🤖 AI Summary
This work addresses the challenges of redundant computation, high communication overhead, and latency in traditional graph neural network (GNN) inference on dynamic graphs, where frequent structural and feature changes occur. The authors propose the first general-purpose streaming GNN incremental inference framework that models GNN aggregation semantics to update only the neighborhood embeddings affected by graph modifications. The framework supports vertex/edge insertions and deletions as well as feature updates, and is compatible with both single-machine and distributed deployments. It enables deterministic, low-latency, high-throughput inference without the non-determinism introduced by sampling-based methods. Experiments show that on a single machine, the system achieves 56K and 7.6K updates per second on the Arxiv and Products graphs, respectively, yielding 2.2–24× throughput improvements; in distributed settings, it delivers approximately 25× higher throughput and reduces communication overhead by 20×.
📝 Abstract
Real-world graphs are dynamic, with frequent updates to their structure and features due to evolving vertex and edge properties. These continual changes pose significant challenges for efficient inference in graph neural networks (GNNs). Existing vertex-wise and layer-wise inference approaches are ill-suited for dynamic graphs, as they incur redundant computations, large neighborhood traversals, and high communication costs, especially in distributed settings. Additionally, while sampling-based approaches can be adopted to approximate final layer embeddings, these are often not preferred in critical applications due to their non-determinism. These limitations hinder low-latency inference required in real-time applications. To address this, we propose RIPPLE++, a framework for streaming GNN inference that efficiently and accurately updates embeddings in response to changes in the graph structure or features. RIPPLE++ introduces a generalized incremental programming model that captures the semantics of GNN aggregation functions and incrementally propagates updates to affected neighborhoods. RIPPLE++ accommodates all common graph updates, including vertex/edge addition/deletions and vertex feature updates.
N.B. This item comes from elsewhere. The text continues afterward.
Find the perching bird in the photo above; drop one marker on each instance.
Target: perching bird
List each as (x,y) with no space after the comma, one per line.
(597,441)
RIPPLE++ supports both single-machine and distributed deployments. On a single machine, it achieves up to $56$K updates/sec on sparse graphs like Arxiv ($169$K vertices, $1.2$M edges), and about $7.6$K updates/sec on denser graphs like Products ($2.5$M vertices, $123.7$M edges), with latencies of $0.06$--$960$ms, and outperforming state-of-the-art baselines by $2.2$--$24\times$ on throughput. In distributed settings, RIPPLE++ offers up to $\approx25\times$ higher throughput and $20\times$ lower communication costs compared to recomputing baselines.